Uber-project for (some) standard Jackson textual format backends: csv, properties, yaml (xml to be added in future)
Apache License 2.0
404 stars 148 forks source link

CSV: FAIL_ON_MISSING_COLUMNS does not work as expected when combined with withColumnReordering(true) #273

Open ivangreene opened 3 years ago

ivangreene commented 3 years ago

The CSV feature CsvParser.Feature.FAIL_ON_MISSING_COLUMNS does not work as expected when using a typed CsvSchema with withColumnReordering(true). If a column appears in the POJO, but not in the file, no failure occurs. This seems to be due to the withColumnReordering(true) completely rebuilding the columns, but the FAIL_ON_MISSING_COLUMNS check only occurs during reading of individual rows of data, and it only checks against the rebuilt columns (from the file header, not against the POJO's columns).

Relevant lines:

WellingR commented 3 years ago

I ran into this issue today. In my case reorderColumns was false. In this case no validation is done, and the parsing only fails if there actually is data. Which means that a one-line csv file is considered empty (but valid) even if the header is not valid at all.
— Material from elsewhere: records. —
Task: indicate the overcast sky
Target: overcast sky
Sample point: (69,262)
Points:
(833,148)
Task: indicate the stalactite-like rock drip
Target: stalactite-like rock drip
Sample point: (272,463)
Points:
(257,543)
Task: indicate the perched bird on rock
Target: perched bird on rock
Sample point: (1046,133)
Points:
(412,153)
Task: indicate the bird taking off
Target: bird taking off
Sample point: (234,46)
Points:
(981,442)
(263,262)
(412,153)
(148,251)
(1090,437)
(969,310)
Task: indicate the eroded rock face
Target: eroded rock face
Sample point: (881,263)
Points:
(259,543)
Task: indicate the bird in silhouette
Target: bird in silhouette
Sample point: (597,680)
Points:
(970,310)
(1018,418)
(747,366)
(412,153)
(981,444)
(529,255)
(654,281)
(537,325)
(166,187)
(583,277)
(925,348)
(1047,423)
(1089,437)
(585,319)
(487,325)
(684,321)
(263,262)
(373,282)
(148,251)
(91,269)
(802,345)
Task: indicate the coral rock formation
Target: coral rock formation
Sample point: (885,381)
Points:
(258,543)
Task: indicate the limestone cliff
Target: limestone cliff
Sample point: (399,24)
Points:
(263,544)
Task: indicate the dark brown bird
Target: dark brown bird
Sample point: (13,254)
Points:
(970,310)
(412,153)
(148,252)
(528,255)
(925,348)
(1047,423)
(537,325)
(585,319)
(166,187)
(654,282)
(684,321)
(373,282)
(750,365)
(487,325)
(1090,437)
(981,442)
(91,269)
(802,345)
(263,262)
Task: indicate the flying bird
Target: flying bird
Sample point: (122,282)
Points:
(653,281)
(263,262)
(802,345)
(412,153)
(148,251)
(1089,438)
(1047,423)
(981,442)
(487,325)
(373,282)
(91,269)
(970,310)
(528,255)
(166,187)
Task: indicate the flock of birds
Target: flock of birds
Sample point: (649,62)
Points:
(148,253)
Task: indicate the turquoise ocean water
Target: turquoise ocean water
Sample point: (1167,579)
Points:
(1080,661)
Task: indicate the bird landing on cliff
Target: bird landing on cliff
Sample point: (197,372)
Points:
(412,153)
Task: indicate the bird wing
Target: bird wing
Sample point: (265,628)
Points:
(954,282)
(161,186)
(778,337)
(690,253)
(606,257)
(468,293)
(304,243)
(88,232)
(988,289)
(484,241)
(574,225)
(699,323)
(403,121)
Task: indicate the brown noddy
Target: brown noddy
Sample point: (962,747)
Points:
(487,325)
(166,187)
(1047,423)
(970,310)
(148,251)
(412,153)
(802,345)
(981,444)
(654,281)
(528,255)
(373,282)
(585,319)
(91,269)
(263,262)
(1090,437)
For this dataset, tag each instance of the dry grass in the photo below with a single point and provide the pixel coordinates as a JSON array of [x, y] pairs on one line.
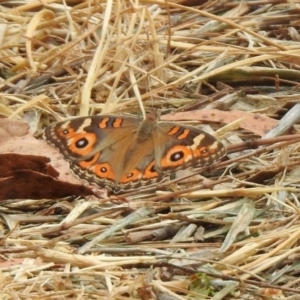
[[236, 241]]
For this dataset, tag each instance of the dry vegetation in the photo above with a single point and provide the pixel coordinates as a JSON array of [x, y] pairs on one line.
[[222, 61]]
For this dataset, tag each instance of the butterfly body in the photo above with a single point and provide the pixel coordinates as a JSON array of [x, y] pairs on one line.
[[124, 153]]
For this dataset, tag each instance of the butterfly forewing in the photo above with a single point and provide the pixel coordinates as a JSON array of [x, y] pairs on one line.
[[125, 153]]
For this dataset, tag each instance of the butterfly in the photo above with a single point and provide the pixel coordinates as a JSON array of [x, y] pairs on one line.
[[127, 153]]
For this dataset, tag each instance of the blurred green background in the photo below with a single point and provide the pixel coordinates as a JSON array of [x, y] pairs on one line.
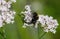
[[46, 7]]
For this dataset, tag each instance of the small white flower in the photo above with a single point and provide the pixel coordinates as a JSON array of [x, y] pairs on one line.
[[6, 15], [48, 23]]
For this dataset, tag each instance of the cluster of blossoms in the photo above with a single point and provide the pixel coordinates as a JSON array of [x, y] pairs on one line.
[[27, 14], [6, 15], [48, 23]]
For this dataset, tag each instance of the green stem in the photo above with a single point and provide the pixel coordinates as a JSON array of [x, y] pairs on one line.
[[2, 33], [42, 35]]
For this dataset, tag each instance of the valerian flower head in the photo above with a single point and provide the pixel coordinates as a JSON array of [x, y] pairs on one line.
[[6, 15]]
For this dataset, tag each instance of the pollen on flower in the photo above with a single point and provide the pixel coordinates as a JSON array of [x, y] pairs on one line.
[[6, 15]]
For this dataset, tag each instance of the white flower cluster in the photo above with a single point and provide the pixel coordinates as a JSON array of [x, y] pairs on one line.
[[27, 14], [6, 15], [48, 23]]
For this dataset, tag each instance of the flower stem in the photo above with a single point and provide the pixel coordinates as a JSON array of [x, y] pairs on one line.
[[42, 35]]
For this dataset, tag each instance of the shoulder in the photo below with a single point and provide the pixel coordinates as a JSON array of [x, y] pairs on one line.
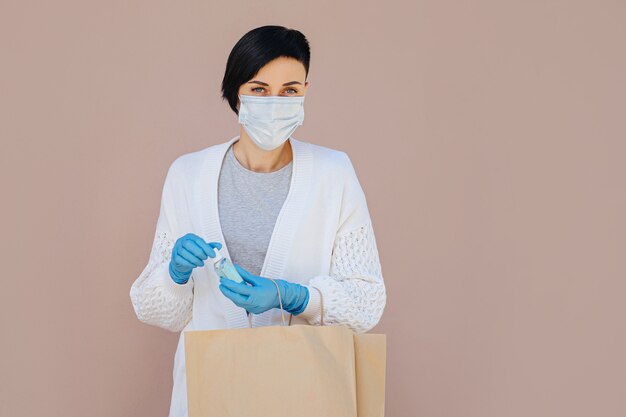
[[331, 159], [191, 164]]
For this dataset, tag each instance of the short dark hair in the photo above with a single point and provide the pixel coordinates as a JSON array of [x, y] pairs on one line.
[[255, 49]]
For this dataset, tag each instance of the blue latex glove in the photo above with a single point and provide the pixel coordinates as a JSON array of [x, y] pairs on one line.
[[189, 252], [258, 294]]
I would be good if the existence of the headers is validated when CsvParser.Feature.FAIL_ON_MISSING_COLUMNS is enabled (with and without column reordering).

cowtowncoder commented 3 years ago

What would help here would be a test case to show the details -- I think I understand @WellingR's case but that seems different from @ivangreene 's original case. It might also be necessary to file a different issue for @WellingR's case if that is only related to "header only" content; with something that would constitute invalid header (I also don't know what exactly that part means come to think of it).